Center fielder Johnson, 22, was a fifth-round selection in the 2016 draft out of New Mexico State. He spent 88 games at low Single-A Hagerstown and 42 games at high Single-A Potomac, hitting a combined .298 with 29 doubles, four triples, 22 homers, 22 stolen bases and 72 RBIs. He was very appreciative to be give the honor.
“It’s a blessing really,” Johnson said. “To be recognized for all the work you put in and the grind you went through all season. It’s a blessing.”
Johnson displayed lefty power from his 5-foot-10, 185 lbs., frame with the 55 extra-base hits and a .505 slugging percentage.
“I think just repetition helped,” Johnson said. “Getting comfortable with my swing. Not trying to do too much. Not trying to be a different player -- just me, the player I can be. Just trying to settle down and do what I can do.”
Suero has been with the organization longer than either Johnson and Read. The Dominican right-hander arrived in 2010. He has steadily built on that experience each season and at 26 years of age hopes to get a shot at the big-league club in 2018.
“I feel very excited and grateful,” Suero said through club interpreter Octavio Martinez. “More than anything, I thank God for the opportunity. Without him, nothing happens. I was able to stay healthy all year which is one of the biggest reasons I was able to win this award, which will be very important to my career.”
Suero performed well at Double-A Harrisburg in 2017. He went 0-1 with a 1.96 ERA for the Senators, with 23 strikeouts in 23 innings, and 10 saves. He then pitched in 36 games for Triple-A Syracuse, going 3-1 with a 1.70 ERA and 10 saves.
Suero believes he is ready to pitch for the Nats.
“I was given the opportunity to produce all season long,” Suero said via Martinez. “I can’t control what happens with the decisions the organization makes about who goes up. I was working very hard all season long, as I usually do.
“I personally think I was very capable of pitching up here in the big leagues. But that’s out of my control, out of my hands. But that just makes me work harder in the offseason and prove to them that I am able and ready to pitch up here. When I get that opportunity, I’ll take advantage of it.”
Suero said he has refined each of his pitches to the point that he has confidence in throwing any of them at any particular point in the count.
“I feel like in general, I improved on all my pitches,” Suero said. “They all got better. My cutter was the biggest pitch in my arsenal, and I feel like I control it a lot better and it did improve.
“One other thing was my change-up. I was not using it very often, especially down in Potomac. But this year, in Syracuse, I realized I needed another pitch to complement the other ones. I started using the change-up a lot.”

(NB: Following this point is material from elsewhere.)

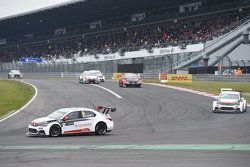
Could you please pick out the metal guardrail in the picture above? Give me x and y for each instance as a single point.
(145, 76)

Read was called up in September and has played in eight games with the Nats, hitting .273. The 23-year-old hit .265 in 108 minor league games in 2017, with 25 doubles, one triple, 17 homers and 61 RBIs.
“It’s just such a blessing,” Read said via Martinez. “I thank God for this opportunity and this award. Of all the minor league players, us three were able to get recognized and earn these awards. So, I thank the organization for those awards.”
“I’ve learned a lot from the veterans here,” Read said. “I’ve noticed that the game up here is a lot faster than down here. There’s more of a seriousness to it about winning. Everyone takes pride in what they do. I’ve learned a lot from that, about how to go about your preparation and everything. But more than that, I’ve learned a lot from the other guys that can help for next season.”